“Un día, estaba Jesús orando y cuando terminó, uno de sus discípulos le dijo: maestro, enséñanos a orar”. Ante esta petición, el maestro enseñó a sus discípulos la oración del Padre Nuestro, modelo de toda oración y oración por excelencia, plegaria de un hijo a su padre enseñada por el Hijo del Padre y, como apuntó Tertuliano, epítome de todo el Evangelio. Esta oración, cuyo autor es el mismo Dios, contiene en sí todo lo que necesitamos y deseamos incluso sin saberlo. Recordemos las palabras que la conforman y meditemos en ellas, de tal manera que al ser pronunciadas por nuestros labios no sólo sean el sonido producido por el aire al hacer vibrar nuestras cuerdas bucales, sino el suspiro del alma que desea fundirse con su hacedor.

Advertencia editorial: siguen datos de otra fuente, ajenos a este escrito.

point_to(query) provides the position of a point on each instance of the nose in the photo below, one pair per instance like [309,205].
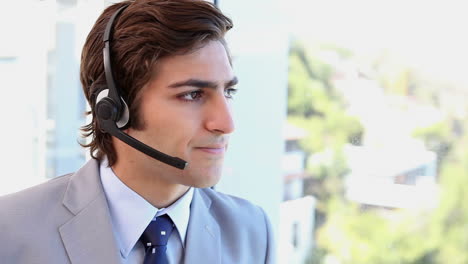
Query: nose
[219,117]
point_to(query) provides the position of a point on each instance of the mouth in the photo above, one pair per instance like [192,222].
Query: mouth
[216,150]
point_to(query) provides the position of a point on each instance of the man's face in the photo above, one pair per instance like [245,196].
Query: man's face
[185,111]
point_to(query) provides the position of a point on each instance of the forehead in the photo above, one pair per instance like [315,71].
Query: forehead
[210,62]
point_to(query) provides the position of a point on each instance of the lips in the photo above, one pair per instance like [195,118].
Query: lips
[213,149]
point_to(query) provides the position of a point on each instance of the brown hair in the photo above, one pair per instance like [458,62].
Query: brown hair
[146,31]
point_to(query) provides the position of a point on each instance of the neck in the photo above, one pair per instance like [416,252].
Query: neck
[148,183]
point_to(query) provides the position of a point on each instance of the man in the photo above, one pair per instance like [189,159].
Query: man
[158,77]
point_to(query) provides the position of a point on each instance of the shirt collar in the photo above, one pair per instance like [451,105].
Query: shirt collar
[131,213]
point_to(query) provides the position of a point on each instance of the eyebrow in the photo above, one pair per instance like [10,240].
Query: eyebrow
[203,83]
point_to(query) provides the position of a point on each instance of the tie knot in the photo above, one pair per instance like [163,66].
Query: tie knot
[158,232]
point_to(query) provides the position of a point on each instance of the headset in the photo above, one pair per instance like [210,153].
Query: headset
[113,113]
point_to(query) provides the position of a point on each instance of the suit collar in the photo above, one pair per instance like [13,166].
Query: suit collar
[88,236]
[203,235]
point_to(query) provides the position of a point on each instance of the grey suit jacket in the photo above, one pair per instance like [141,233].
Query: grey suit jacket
[67,220]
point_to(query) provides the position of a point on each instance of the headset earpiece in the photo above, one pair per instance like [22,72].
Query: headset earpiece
[107,109]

Cuando oramos no nos dirigimos a un desconocido, ni a una fuerza o energía impersonal, nos dirigimos a quien un día nos sacó de la nada, a quien “admirablemente nos creó y más admirablemente nos redimió”, a quien de simples creaturas nos transformó en hijos y por eso lo llamamos: Padre. No se trata aquí en realidad de una palabra reverente y formal, sino más bien del susurro confiado de un pequeño a su papá. En efecto, la palabra hebrea “abbá” debería ser traducida más bien como “papi, papá, apá”. Hay total confianza y total cariño, total dependencia, admiración, respeto: Papá, así llamamos a Dios.
Pero no decimos “mi padre mío”, como si se tratara de una propiedad personal, ni como si la relación con el Todopoderoso fuera una cuestión netamente individual. Dios es Padre de todos y, naturalmente, existe entre sus hijos un lazo fraternal imposible de romper. Los hermanos siempre son hermanos. Por eso decimos “Padre nuestro” y, aunque no lo pensemos, cuando pronunciamos esta oración, no lo hacemos como individuos sino como comunidad. Todo está en plural. Somos la familia de Dios que ora y oramos por toda la familia de Dios. “Padre nuestro”, decimos.
Somos seres imperfectos que tienden y que aspiran a la perfección y nuestro corazón estará inquieto hasta no alcanzar el objeto de nuestro deseo. Deseamos la felicidad, la plenitud, la dicha, la alegría, deseamos – lo queramos admitir o no – a Dios. “Que estás en el cielo”, continúa Jesús. Y con ello no significa un lugar geográfico.
En efecto, el cielo no está aquí ni allí, ni allá, ni arriba, ni abajo. El cielo es la plenitud de nuestras ansias y mucho más, es la perfección, el nirvana, la imperturbabilidad, la dicha, la iluminación, el paraíso. Cuando decimos “Padre nuestro, que estás en el cielo” no mencionamos la locación en la que habita nuestro Dios, sino que afirmamos que nuestro Dios es la plenitud de todo, la perfección misma, Aquél sobre quien no puede ser pensado un ser superior.
Dios está en todas partes y, por tanto, cualquier parte puede ser el cielo.